Real estate Kanada: Inflasi menggerogoti pasar

TORONTO –

Realtor Toronto Nasma Ali telah mencatat penurunan tajam dalam permintaan perumahan di Greater Toronto Area yang sangat panas selama beberapa minggu terakhir, yang ia lihat sebagai kemungkinan pendahulu dari perhitungan di pinggiran kota dan kota-kota sekitarnya yang telah melihat pertumbuhan harga yang melejit selama dua tahun terakhir.

“Saya memiliki daftar yang, pada bulan Januari, akan memiliki 100+ pertunjukan,” kata Ali, kepala eksekutif broker One Group. “Tiba-tiba, kami hanya mendapatkan lima hingga enam dalam empat hari. Ini adalah masa transisi dan tidak untuk semua pasar atau titik harga. Tapi kami melihatnya.”

Sudah, rumah yang terdaftar untuk dijual di Toronto yang terbatas pasokannya telah jatuh pada kecepatan yang lebih lambat dari penjualan di Februari dari tahun sebelumnya, dibandingkan dengan sebagian besar tahun lalu ketika listing tertinggal penjualan.

Perlambatan di kota-kota besar seperti Toronto dan Vancouver dan daerah sekitarnya tampaknya semakin meningkat, didorong oleh berbagai faktor.

Memburuknya keterjangkauan perumahan, kenaikan tingkat hipotek tetap dan variabel, dan percepatan inflasi setelah invasi Rusia ke Ukraina mengubah sentimen.

Rekor tingkat hipotek rendah membantu mendorong harga rumah Kanada 52% lebih tinggi selama dua tahun terakhir. Tetapi karena suku bunga hipotek tetap naik lebih tinggi bersamaan dengan melonjaknya imbal hasil obligasi dan suku bunga variabel naik menyusul kenaikan pertama Bank of Canada dalam tiga tahun, permintaan mendingin.

Pasar uang bertaruh bank sentral akan menaikkan suku bunga kebijakannya menjadi 2,25% pada akhir tahun, naik dari 0,5% saat ini.

“Ini adalah peningkatan paling dramatis dalam tarif tetap lima tahun yang dapat saya ingat, dan saya telah berkecimpung dalam bisnis ini selama dua dekade,” kata David Larock, agen hipotek di Integrated Mortgage Planners. “Saya mulai melihat perjanjian pembelian dan penjualan datang dengan kondisi pembiayaan, yang belum pernah terdengar dalam beberapa tahun terakhir,” katanya.

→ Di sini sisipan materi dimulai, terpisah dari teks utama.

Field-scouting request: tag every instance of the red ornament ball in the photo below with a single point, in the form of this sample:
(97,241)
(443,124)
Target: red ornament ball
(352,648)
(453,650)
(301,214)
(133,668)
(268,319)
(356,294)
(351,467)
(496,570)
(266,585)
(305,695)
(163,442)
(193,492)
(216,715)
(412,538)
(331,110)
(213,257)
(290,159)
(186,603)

Marnie Bennett, pemilik Bennett Property Shop Realty di Ottawa, mengatakan dia telah melihat pergeseran di pasar, terutama di ujung bawah, karena kekhawatiran keterjangkauan menghalangi pembeli pertama kali, dan investor menguangkan mendekati puncak.

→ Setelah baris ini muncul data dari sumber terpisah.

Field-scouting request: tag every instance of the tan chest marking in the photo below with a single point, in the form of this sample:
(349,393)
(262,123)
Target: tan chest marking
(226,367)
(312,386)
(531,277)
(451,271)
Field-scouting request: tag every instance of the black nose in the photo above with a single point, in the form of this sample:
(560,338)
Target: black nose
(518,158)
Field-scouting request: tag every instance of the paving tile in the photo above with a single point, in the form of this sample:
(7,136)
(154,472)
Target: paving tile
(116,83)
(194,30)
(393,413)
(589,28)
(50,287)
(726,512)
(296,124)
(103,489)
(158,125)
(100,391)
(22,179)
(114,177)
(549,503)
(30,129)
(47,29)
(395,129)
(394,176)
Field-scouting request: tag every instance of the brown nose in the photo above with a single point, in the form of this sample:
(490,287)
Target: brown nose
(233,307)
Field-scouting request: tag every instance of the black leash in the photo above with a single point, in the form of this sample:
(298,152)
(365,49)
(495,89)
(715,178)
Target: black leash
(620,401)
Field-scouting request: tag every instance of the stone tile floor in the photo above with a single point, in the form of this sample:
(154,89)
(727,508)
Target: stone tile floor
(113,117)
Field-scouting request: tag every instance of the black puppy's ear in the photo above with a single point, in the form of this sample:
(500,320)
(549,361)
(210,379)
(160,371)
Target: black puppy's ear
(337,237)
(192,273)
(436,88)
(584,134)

“Itu hanya karena suku bunga sangat rendah sehingga ada keterjangkauan yang tersisa,” kata ekonom senior BMO Capital Markets Sal Guatieri. “Tapi keterjangkauan itu akan terkikis cukup cepat,” katanya, menambahkan kenaikan suku bunga bank sentral “akan sedikit memadamkan api.”

Meskipun hal itu tidak mungkin menyebabkan kerusakan besar pada keuangan rumah tangga, itu akan memberi tekanan pada pembeli marjinal, katanya.

Pedro Antunes, kepala ekonom di Conference Board of Canada, memperkirakan penurunan sekitar 10% dalam harga rumah dari puncak ke terendah, didorong oleh berakhirnya dukungan pendapatan pandemi, kenaikan suku bunga dan kembalinya pola belanja konsumen yang lebih normal.

“Orang-orang akan mulai melakukan perjalanan liburan mereka ke selatan dan mungkin tidak siap untuk memasukkan cukup banyak ke dalam hipotek baru,” katanya.

Terlepas dari kelembutan, baik Toronto dan Vancouver telah melihat pertumbuhan harga masing-masing sebesar 27% dan 20% dari tahun lalu. Harga naik 20,6%, rata-rata, secara nasional.

“Ini masih pasar penjual,” kata realtor Toronto Lisa Bednarski di Bspoke Realty. “Tetapi apa yang akan berhenti kita lihat adalah rumah-rumah yang dijual dengan jumlah yang tidak dapat dijelaskan di atas nilai pasarnya.”